Ok, did some more testing in context.
Since I’m querying based on on descriptors, for the most part, the source and target are kind of similar, so fairly mild filters are produced.
Things like these:
(the normalization here is for display purposes only)
Since the corpus is finite, however, it means that sometimes I get stuff like this:
Where I have a linear amplitude (per band) of like 9.0, which is pretty chunky. I’ve cracked up the regularization, but I’m not sure what the limit to “a little bit” is, so the highest I’ve gone is 0.50, which is waaaay higher than the 0.08 I was initially using. Don’t know if this starts to fuck the numbers too much at some point or if there is such a thing as overregularlization.
So my options are regularize more and/or clip the compensation filter, but I’m thinking that I may want to try to compensate spectral shape, but decouple it from the amplitude compensation.
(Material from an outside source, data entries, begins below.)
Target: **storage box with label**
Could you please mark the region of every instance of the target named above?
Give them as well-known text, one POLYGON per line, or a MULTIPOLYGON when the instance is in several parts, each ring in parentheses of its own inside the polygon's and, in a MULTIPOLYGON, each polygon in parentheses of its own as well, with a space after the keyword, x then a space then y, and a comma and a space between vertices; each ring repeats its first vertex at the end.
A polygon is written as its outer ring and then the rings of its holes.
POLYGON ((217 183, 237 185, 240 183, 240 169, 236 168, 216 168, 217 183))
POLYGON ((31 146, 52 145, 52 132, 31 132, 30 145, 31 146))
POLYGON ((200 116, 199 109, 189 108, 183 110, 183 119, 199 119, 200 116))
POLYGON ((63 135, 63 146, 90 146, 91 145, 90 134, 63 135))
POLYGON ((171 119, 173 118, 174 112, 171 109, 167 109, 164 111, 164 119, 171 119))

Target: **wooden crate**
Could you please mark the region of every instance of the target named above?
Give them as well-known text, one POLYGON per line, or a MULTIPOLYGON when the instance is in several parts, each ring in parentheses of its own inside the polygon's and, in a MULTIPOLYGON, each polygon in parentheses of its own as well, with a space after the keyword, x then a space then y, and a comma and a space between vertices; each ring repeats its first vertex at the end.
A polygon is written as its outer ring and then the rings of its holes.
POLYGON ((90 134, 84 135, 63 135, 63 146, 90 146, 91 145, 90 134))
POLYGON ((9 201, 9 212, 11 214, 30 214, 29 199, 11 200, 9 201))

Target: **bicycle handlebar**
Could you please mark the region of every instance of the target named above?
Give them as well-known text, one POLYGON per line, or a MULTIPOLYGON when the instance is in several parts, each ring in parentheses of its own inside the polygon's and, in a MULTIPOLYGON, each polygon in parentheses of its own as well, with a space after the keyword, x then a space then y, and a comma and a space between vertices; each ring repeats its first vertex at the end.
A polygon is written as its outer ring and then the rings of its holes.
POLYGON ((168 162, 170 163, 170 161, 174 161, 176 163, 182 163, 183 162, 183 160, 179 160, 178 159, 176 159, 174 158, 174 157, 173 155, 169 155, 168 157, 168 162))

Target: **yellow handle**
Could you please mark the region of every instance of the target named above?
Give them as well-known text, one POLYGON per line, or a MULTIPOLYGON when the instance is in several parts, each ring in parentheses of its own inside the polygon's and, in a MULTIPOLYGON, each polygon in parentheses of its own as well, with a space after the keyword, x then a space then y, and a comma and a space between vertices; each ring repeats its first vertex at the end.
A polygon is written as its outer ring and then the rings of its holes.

The last version of the maths that @a.harker posted estimates the loudness of the playback with and without the applied filter, weighted by the k-weighting, which I guess includes an overall loudness compensation already?
If I want to remove the loudness compensation part of that filter, would I then normalize the resultant filter in a loudness-weighted way (doing something like maxgain
+ an additional pass of k-weighting… weighting) to get a filter shape that would be the same loudness as if the filter shape wasn’t applied? Then do loudness compensation in a completely separate way.
I tried a couple of permutations of this, but I kept running into a weird/crazy bug that I’ve seen with vexpr
a lot over the years, where I get stack overflows without any feedback. defer
seems to fix the problem, which leads me to believe that under certain circumstances vexpr
doesn’t like getting numbers from a high-priority thread, but I’ve never been able to isolate this problem (even though I can 100% reproduce it in a larger patch). All that is to say, it’s been tricky figuring out the normalization step as half of the things I try result in a stack overflow.